Predicting Drug–Target Interactions Based on the Ensemble Models of Multiple Feature Pairs

Cheng Wang,Jun Zhang,Peng Chen,Bing Wang
DOI: https://doi.org/10.3390/ijms22126598
IF: 5.6
2021-06-20
International Journal of Molecular Sciences
Abstract:Backgroud: The prediction of drug–target interactions (DTIs) is of great significance in drug development. It is time-consuming and expensive in traditional experimental methods. Machine learning can reduce the cost of prediction and is limited by the characteristics of imbalanced datasets and problems of essential feature selection. Methods: The prediction method based on the Ensemble model of Multiple Feature Pairs (Ensemble-MFP) is introduced. Firstly, three negative sets are generated according to the Euclidean distance of three feature pairs. Then, the negative samples of the validation set/test set are randomly selected from the union set of the three negative sets in the validation set/test set. At the same time, the ensemble model with weight is optimized and applied to the test set. Results: The area under the receiver operating characteristic curve (area under ROC, AUC) in three out of four sub-datasets in gold standard datasets was more than 94.0% in the prediction of new drugs. The effectiveness of the proposed method is also shown with the comparison of state-of-the-art methods and demonstration of predicted drug–target pairs. Conclusion: The Ensemble-MFP can weigh the existing feature pairs and has a good prediction effect for general prediction on new drugs.

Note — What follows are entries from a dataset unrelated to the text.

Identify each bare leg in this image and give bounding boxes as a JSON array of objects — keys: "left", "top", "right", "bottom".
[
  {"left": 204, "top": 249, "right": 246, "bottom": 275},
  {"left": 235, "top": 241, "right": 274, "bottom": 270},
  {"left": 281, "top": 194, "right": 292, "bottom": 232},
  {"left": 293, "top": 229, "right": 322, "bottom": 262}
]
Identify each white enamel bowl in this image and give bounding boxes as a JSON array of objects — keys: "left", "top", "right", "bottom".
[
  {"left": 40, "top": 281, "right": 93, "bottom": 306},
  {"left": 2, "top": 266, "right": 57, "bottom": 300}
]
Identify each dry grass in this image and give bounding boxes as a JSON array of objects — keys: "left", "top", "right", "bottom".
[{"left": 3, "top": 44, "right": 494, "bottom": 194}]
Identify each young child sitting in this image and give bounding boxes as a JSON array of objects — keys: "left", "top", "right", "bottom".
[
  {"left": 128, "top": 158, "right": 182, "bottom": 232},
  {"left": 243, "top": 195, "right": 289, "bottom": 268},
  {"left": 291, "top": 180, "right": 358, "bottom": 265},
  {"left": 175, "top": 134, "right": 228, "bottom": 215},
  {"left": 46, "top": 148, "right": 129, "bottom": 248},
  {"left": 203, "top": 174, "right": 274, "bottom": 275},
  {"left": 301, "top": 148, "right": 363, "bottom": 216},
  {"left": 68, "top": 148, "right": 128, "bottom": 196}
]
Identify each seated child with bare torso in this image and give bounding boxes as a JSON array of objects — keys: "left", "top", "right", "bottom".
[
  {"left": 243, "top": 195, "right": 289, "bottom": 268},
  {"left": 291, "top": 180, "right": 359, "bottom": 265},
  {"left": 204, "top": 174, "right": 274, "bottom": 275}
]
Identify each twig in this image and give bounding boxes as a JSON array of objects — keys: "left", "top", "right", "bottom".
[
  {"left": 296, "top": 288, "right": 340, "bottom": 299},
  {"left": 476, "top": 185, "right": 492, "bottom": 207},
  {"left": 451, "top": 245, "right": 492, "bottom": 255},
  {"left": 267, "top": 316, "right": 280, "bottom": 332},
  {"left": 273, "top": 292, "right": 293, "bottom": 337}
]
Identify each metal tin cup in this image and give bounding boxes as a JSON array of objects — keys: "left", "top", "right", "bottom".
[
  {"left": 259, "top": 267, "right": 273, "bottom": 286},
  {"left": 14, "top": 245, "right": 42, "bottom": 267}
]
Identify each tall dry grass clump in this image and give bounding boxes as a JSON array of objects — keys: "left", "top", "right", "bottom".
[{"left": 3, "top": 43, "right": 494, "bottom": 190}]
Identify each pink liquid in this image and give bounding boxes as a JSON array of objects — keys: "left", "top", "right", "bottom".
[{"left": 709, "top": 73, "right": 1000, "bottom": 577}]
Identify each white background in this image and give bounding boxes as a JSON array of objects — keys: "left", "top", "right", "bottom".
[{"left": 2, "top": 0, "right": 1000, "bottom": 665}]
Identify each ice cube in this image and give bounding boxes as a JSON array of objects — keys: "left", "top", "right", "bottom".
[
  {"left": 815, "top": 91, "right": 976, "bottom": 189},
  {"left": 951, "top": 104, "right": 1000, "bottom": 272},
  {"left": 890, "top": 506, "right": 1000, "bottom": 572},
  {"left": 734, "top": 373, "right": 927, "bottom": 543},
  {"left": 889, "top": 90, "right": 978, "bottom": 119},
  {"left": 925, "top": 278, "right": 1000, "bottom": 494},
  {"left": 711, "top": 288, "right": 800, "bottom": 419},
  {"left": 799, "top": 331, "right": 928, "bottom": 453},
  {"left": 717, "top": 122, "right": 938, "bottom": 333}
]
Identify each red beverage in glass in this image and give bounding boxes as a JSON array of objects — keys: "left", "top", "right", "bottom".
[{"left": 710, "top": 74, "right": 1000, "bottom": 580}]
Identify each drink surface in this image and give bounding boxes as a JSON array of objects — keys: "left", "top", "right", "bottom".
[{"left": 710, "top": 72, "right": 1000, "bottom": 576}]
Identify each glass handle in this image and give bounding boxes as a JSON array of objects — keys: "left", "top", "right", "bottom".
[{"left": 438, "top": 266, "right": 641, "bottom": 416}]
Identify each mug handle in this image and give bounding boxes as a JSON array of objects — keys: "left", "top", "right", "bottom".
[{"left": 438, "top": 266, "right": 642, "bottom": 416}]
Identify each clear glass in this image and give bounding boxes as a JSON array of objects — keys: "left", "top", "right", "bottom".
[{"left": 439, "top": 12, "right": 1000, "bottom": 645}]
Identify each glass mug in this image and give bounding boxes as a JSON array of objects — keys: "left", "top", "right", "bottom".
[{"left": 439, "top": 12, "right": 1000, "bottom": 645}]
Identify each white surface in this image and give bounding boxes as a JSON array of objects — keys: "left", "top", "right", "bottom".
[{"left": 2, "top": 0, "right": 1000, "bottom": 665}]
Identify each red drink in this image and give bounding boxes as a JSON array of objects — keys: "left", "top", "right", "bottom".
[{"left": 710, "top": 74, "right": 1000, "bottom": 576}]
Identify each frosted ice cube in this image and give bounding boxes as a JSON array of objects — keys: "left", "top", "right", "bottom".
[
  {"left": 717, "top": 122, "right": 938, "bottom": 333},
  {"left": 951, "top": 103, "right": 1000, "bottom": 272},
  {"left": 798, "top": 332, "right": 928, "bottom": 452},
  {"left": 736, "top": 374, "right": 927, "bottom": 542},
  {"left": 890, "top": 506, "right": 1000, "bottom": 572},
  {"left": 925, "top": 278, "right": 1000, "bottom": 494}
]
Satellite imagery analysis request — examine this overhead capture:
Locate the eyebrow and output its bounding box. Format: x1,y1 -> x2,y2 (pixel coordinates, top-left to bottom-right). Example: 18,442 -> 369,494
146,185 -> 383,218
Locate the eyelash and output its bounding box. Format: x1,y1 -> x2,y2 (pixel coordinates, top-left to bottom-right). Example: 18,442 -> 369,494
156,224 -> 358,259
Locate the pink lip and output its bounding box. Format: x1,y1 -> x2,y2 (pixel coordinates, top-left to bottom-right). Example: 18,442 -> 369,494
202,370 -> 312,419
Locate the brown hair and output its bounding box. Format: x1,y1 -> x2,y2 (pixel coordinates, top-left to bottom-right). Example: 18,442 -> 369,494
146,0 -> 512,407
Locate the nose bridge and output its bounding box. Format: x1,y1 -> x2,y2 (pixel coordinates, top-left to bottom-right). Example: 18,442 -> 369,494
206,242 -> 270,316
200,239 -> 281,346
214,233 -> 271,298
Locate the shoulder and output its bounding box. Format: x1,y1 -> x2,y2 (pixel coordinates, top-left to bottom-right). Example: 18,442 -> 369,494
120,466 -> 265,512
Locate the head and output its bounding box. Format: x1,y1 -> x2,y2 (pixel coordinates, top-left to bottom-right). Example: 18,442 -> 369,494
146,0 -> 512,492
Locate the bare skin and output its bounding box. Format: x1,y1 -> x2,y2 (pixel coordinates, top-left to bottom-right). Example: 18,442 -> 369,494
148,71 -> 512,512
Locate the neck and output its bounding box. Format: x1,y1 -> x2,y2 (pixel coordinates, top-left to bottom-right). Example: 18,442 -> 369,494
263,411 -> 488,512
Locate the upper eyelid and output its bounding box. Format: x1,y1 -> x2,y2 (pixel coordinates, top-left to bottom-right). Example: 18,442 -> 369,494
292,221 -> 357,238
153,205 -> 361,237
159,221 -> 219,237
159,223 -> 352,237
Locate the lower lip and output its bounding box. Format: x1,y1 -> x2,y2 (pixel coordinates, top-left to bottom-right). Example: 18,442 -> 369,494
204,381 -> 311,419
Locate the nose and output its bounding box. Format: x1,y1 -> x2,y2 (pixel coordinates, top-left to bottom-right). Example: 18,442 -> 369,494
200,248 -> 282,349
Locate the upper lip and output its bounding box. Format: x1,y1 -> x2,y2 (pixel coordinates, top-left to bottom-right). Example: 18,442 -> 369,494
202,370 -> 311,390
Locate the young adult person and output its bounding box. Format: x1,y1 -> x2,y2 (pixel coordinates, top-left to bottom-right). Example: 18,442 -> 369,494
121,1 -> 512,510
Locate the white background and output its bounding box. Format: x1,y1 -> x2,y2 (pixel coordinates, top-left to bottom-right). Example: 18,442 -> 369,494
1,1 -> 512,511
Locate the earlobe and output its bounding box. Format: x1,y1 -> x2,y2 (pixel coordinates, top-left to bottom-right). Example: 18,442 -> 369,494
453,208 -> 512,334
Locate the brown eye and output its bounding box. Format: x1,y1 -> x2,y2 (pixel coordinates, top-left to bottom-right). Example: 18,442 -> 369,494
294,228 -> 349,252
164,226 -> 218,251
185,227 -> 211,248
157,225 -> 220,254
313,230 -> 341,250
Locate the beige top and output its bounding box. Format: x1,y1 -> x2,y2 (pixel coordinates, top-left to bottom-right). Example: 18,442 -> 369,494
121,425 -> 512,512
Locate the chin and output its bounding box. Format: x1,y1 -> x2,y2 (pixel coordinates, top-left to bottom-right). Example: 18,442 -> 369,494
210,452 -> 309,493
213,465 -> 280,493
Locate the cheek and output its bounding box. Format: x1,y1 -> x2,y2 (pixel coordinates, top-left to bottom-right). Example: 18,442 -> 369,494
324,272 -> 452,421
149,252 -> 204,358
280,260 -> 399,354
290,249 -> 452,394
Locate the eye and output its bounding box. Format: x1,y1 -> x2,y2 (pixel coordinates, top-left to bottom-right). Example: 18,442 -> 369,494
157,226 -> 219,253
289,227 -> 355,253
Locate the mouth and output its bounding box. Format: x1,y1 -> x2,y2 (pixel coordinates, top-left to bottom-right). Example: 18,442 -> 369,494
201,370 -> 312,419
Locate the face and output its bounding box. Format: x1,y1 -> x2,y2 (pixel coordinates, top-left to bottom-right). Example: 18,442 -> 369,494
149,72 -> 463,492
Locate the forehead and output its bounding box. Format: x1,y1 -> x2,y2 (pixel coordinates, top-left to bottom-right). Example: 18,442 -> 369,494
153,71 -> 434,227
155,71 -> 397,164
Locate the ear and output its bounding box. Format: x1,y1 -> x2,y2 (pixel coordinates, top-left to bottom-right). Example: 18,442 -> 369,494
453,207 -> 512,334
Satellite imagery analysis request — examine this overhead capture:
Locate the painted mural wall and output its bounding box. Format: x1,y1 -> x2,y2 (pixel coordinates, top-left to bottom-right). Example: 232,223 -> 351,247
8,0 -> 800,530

biochemistry & molecular biology,chemistry, multidisciplinary
What problem does this paper attempt to address?
The problem that this paper attempts to solve is to predict drug - target interactions (DTIs) in drug development. Traditional experimental methods are time - consuming and costly, while machine - learning methods can reduce the prediction cost but are limited by the problem of unbalanced data sets and the difficulty of key feature selection. Specifically, the paper aims to improve the prediction effect of new drugs through an ensemble model based on multiple feature pairs (Ensemble - MFP), while solving the problems of negative sample generation and feature - pair selection. The methods proposed in the paper mainly include the following aspects: 1. **Negative sample generation**: Generate three negative sample sets according to the Euclidean distances of three feature pairs, and randomly select negative samples for the validation set and the test set from them to improve the reliability of negative samples. 2. **Ensemble model construction**: Train three sub - models using three different feature pairs, and combine these sub - models by optimizing the weights to form the final ensemble model. 3. **Data set partitioning**: Use 5 - fold cross - validation to divide drugs proportionally into training sets, validation sets and test sets to ensure the generalization ability of the model for new drugs. The main contributions of the paper are: - Proposing an ensemble model method based on multiple feature pairs, which effectively solves the problem of unbalanced data sets. - Improving the prediction effect by optimizing the model weights, especially performing well in the prediction of new drugs. - Compared with existing methods, this method has superior performance on multiple benchmark data sets, especially on GPCR and ion channel data sets. In general, this paper provides a new and effective solution for the prediction of drug - target interactions, which helps to accelerate the drug development process.